La palabra clave es «calificado». El Title VI no prohíbe de plano la traducción automática, pero exige que el producto traducido final cumpla con un estándar de calidad que garantice que las personas con dominio limitado del inglés puedan comprender la información. Para documentos críticos como formularios de consentimiento, planes de tratamiento y avisos de derechos del paciente, el estándar es alto. Una traducción con IA plagada de frases forzadas, errores de terminología médica o lenguaje culturalmente inapropiado no constituye un acceso significativo, aunque la idea general sea correcta.
Multas y sanciones
La exposición financiera por incumplir la HIPAA y el Title VI es considerable:
- Sanciones de la HIPAA: multas escalonadas que van de $141 a $2,134,831 por infracción, con topes anuales que pueden alcanzar decenas de millones. En los casos de violaciones intencionales o dolosas se aplican sanciones penales, incluida la privación de la libertad.

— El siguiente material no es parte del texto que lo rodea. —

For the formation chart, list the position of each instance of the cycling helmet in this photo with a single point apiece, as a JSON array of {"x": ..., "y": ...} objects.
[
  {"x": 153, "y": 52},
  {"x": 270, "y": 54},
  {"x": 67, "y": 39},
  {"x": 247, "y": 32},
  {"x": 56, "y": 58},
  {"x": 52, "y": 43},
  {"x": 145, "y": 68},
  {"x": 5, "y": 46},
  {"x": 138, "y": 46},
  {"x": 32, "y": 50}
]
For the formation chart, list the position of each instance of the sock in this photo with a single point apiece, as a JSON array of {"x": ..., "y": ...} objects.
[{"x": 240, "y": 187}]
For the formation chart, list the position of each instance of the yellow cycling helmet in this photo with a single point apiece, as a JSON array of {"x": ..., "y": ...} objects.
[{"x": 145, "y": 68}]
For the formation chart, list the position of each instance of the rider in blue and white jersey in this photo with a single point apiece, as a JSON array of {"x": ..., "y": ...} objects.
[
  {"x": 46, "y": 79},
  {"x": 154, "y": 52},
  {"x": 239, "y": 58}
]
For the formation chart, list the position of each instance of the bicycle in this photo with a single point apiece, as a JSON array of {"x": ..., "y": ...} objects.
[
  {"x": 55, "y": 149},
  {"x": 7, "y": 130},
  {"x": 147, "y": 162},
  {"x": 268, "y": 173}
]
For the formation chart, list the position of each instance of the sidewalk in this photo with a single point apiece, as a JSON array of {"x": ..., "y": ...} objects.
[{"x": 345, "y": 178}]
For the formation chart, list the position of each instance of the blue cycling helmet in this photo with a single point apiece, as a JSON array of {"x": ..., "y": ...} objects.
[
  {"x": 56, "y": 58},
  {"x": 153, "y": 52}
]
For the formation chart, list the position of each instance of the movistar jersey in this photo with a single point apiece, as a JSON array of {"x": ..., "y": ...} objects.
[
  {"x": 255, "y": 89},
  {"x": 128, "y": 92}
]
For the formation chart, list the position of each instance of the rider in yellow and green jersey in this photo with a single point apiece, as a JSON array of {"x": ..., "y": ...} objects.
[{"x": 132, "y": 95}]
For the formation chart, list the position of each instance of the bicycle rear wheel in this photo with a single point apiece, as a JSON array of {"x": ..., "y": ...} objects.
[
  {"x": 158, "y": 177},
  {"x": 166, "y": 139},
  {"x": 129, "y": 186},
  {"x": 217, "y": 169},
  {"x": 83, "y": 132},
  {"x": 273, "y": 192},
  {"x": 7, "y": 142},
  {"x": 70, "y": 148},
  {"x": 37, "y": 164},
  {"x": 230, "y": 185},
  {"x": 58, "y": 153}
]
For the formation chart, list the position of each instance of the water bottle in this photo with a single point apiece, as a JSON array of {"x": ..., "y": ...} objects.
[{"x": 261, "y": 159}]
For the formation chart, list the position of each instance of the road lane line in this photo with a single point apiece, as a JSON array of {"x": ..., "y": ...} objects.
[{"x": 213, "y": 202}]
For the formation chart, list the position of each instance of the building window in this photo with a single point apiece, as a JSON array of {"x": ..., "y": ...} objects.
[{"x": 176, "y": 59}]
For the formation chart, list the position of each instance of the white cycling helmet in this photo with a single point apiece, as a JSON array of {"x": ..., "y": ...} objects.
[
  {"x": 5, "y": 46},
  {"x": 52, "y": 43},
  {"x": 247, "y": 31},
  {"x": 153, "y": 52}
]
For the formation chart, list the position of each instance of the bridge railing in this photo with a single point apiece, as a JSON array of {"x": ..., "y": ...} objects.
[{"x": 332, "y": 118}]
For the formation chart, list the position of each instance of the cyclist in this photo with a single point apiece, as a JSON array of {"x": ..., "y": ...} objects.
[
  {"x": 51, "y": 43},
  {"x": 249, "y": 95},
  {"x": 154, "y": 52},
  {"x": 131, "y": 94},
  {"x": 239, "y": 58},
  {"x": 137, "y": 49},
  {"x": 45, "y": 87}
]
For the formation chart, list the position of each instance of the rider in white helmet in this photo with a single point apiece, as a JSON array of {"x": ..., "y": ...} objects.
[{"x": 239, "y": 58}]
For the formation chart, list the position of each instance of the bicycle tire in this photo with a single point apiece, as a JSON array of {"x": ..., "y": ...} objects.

- Aplicación del Title VI: el principal mecanismo de sanción es la amenaza de perder los fondos federales. Para un sistema hospitalario que depende del reembolso de Medicare y Medicaid, esto representa una amenaza existencial. La OCR también puede remitir casos al Departamento de Justicia para su litigio.

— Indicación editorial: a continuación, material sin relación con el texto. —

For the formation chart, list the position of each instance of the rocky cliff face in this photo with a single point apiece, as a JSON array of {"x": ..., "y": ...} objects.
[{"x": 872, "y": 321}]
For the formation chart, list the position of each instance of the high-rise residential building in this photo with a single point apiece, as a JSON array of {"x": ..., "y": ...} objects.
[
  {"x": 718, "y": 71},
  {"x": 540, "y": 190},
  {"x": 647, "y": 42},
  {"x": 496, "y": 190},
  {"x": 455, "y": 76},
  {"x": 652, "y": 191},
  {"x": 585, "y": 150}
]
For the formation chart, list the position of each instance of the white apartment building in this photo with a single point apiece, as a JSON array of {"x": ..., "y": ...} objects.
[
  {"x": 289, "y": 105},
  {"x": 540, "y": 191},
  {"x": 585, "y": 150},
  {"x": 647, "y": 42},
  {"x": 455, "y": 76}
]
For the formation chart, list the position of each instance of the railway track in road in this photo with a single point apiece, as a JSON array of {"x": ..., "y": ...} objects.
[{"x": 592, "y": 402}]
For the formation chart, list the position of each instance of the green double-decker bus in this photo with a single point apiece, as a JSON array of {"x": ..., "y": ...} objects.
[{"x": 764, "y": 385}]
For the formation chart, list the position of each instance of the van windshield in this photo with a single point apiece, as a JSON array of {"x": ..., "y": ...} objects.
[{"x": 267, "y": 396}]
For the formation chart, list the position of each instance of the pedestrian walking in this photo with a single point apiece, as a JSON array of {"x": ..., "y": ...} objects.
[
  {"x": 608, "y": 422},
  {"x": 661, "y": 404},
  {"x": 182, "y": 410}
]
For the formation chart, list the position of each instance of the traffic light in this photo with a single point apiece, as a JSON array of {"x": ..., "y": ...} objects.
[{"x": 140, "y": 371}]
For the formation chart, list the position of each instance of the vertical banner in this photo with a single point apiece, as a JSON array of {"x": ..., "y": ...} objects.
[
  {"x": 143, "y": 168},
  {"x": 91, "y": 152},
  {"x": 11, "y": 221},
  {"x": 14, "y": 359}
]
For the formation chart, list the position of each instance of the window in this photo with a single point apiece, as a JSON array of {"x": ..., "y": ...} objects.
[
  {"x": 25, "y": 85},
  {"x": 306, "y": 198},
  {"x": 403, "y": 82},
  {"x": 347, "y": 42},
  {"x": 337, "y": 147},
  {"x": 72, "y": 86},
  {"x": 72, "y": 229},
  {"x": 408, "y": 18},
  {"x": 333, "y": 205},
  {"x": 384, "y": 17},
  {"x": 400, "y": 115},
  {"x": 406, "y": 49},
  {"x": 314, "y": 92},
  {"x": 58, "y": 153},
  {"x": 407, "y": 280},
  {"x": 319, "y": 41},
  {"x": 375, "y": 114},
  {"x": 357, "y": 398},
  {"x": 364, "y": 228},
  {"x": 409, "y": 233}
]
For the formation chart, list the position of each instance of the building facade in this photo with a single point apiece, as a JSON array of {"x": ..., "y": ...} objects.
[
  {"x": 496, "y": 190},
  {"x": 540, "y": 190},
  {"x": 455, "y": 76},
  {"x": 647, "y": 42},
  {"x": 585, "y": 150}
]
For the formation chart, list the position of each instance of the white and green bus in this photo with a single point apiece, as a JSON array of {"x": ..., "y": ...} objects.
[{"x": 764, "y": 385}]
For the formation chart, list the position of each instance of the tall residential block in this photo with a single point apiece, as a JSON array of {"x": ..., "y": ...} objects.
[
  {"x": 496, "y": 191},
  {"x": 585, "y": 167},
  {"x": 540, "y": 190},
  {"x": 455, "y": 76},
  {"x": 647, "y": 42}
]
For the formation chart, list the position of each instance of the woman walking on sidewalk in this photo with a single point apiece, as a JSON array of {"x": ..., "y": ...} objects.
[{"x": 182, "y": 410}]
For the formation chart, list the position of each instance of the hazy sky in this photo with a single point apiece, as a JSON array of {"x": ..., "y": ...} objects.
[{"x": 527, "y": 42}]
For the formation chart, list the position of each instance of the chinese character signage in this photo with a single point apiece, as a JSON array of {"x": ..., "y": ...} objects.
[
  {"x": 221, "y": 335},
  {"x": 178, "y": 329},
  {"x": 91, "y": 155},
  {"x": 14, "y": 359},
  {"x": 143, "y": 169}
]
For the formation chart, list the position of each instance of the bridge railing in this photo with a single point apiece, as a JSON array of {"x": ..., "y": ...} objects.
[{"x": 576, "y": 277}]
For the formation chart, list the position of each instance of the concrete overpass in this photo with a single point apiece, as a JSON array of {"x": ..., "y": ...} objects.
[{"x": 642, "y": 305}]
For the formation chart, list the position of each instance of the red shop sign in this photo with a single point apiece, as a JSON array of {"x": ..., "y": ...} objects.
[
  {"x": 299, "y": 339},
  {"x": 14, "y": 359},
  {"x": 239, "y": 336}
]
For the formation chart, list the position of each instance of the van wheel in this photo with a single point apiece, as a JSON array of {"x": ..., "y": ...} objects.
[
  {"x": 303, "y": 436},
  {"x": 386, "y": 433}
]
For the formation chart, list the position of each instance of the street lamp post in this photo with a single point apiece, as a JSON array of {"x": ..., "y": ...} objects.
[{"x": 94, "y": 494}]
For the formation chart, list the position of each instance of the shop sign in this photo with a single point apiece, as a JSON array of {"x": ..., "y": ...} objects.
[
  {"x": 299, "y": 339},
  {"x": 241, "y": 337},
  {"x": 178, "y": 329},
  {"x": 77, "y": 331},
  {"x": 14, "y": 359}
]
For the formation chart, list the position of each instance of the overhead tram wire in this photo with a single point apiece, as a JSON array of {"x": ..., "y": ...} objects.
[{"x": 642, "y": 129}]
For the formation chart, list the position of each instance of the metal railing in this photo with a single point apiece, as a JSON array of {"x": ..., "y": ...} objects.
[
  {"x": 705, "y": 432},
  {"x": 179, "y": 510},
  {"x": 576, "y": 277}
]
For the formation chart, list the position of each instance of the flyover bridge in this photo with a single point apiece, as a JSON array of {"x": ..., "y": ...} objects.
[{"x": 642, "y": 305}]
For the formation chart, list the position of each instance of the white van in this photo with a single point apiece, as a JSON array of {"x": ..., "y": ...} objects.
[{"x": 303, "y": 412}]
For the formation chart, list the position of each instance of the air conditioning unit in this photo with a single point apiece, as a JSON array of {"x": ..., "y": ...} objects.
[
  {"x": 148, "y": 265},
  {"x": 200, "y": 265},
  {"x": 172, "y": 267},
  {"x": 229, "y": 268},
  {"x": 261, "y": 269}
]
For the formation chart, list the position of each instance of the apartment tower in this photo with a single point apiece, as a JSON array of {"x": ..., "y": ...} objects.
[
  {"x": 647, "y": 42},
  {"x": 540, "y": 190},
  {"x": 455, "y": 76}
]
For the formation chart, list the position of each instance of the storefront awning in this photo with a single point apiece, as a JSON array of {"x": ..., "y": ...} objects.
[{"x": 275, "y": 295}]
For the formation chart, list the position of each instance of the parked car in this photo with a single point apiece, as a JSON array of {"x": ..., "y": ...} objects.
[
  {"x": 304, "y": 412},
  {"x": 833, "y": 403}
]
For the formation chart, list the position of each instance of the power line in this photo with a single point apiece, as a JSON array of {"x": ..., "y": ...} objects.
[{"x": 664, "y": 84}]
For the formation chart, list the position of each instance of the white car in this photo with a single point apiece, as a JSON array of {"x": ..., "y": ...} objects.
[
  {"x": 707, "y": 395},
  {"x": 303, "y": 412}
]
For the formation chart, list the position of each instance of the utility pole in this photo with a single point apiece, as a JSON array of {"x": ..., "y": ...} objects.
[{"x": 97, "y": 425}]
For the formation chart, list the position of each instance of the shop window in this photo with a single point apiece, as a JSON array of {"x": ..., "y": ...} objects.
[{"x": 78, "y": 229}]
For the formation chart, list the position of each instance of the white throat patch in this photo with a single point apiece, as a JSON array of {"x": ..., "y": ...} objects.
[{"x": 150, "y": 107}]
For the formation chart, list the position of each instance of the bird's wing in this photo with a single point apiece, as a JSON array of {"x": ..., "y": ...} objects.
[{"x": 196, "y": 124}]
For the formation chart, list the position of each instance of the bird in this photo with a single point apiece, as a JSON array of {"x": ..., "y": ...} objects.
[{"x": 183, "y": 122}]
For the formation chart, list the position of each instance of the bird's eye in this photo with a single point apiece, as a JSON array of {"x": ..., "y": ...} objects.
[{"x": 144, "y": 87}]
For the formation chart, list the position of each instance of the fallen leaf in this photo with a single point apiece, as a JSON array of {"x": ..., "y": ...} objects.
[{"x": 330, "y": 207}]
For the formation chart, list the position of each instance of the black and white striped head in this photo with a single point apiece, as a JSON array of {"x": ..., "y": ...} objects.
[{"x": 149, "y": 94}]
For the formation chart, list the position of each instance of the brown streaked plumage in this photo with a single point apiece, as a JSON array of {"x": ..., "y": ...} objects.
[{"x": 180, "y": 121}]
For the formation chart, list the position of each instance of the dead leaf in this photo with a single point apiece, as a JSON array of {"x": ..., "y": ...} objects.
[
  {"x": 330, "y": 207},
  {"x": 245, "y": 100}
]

- Litigios privados: los pacientes perjudicados por una traducción deficiente pueden presentar demandas por negligencia médica, y el uso de traducción con IA sin certificar puede utilizarse como prueba de negligencia en la prestación de una atención adecuada.

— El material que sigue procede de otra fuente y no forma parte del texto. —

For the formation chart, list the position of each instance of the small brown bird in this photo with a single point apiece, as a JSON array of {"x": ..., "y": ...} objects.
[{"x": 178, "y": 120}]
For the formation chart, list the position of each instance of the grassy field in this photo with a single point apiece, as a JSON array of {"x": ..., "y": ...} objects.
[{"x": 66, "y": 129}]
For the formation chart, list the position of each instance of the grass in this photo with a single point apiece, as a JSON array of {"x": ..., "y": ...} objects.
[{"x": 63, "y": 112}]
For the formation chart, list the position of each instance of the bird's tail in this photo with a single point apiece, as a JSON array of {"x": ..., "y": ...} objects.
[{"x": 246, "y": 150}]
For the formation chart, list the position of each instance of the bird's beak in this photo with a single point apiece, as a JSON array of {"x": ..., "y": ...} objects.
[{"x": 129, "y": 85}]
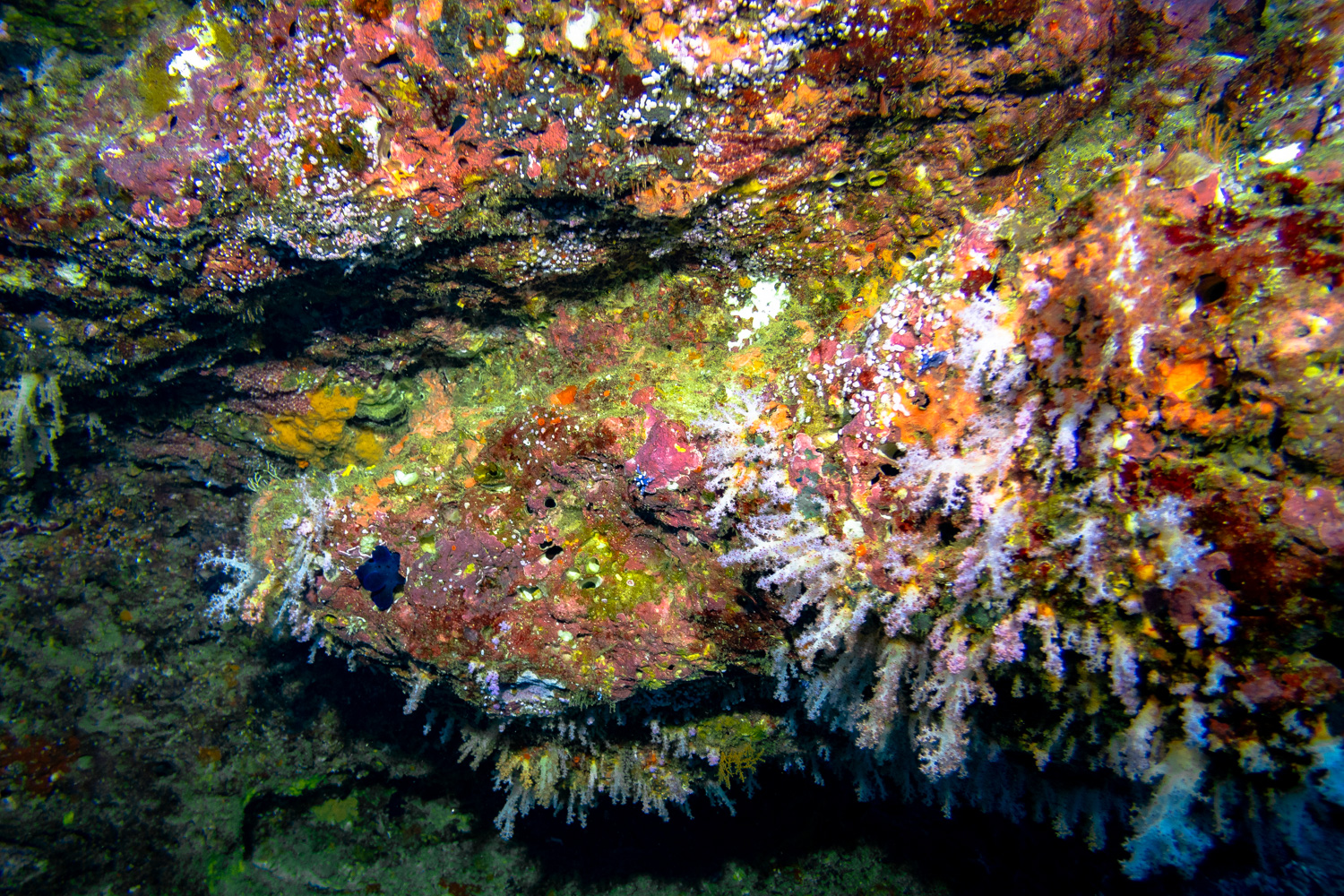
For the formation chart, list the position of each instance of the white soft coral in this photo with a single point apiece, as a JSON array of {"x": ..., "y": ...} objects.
[
  {"x": 35, "y": 418},
  {"x": 746, "y": 454}
]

- Daño a la reputación: la OCR publica sus acciones sancionadoras. Una filtración de la HIPAA que involucre herramientas de IA genera atención mediática que puede dañar la confianza de los pacientes y las relaciones con la comunidad.
La alternativa que sí cumple
La traducción médica que cumple con la normativa requiere un flujo de trabajo que atienda a la vez la HIPAA y el Title VI. Así se ve en la práctica:
Manejo seguro de los datos
La PHI debe transmitirse únicamente por canales cifrados que cumplan con la HIPAA. El proveedor de traducción debe tener un BAA firmado y vigente, y debe mantener controles de seguridad que cumplan con los requisitos de salvaguarda administrativa, física y técnica de la HIPAA. Ningún dato del paciente debe pasar jamás por herramientas de IA de consumo ni por plataformas sin protección.
Traductores humanos calificados
Los traductores que trabajan con documentos médicos deben contar con una competencia demostrada en terminología médica, tanto en el idioma de origen como en el de destino. Deben comprender los flujos de trabajo clínicos, la nomenclatura farmacéutica y el contexto del sistema de salud de los dos países involucrados. Este no es un trabajo para un traductor generalista y, mucho menos, para una IA sin supervisión.
Control de calidad
Los documentos médicos críticos deben pasar por un proceso de revisión que incluya a un segundo lingüista o a un experto en la materia. Esto es especialmente importante en los formularios de consentimiento, donde un error de traducción puede tener consecuencias legales y clínicas directas.
Registro de auditoría
Los flujos de trabajo que cumplen con la normativa mantienen registros de quién tradujo cada documento, cuándo y bajo qué controles de calidad. Esta documentación es esencial para responder a las consultas de la OCR y para demostrar el cumplimiento durante las auditorías.
La IA puede tener un papel en este flujo de trabajo. Los traductores médicos profesionales suelen usar la traducción automática como un primer borrador y luego aplican su experiencia clínica y lingüística para elaborar un producto final exacto. La distinción clave es que el resultado de la IA es una herramienta dentro de un proceso controlado y conforme a la HIPAA, no un sustituto por sí solo de la traducción humana calificada.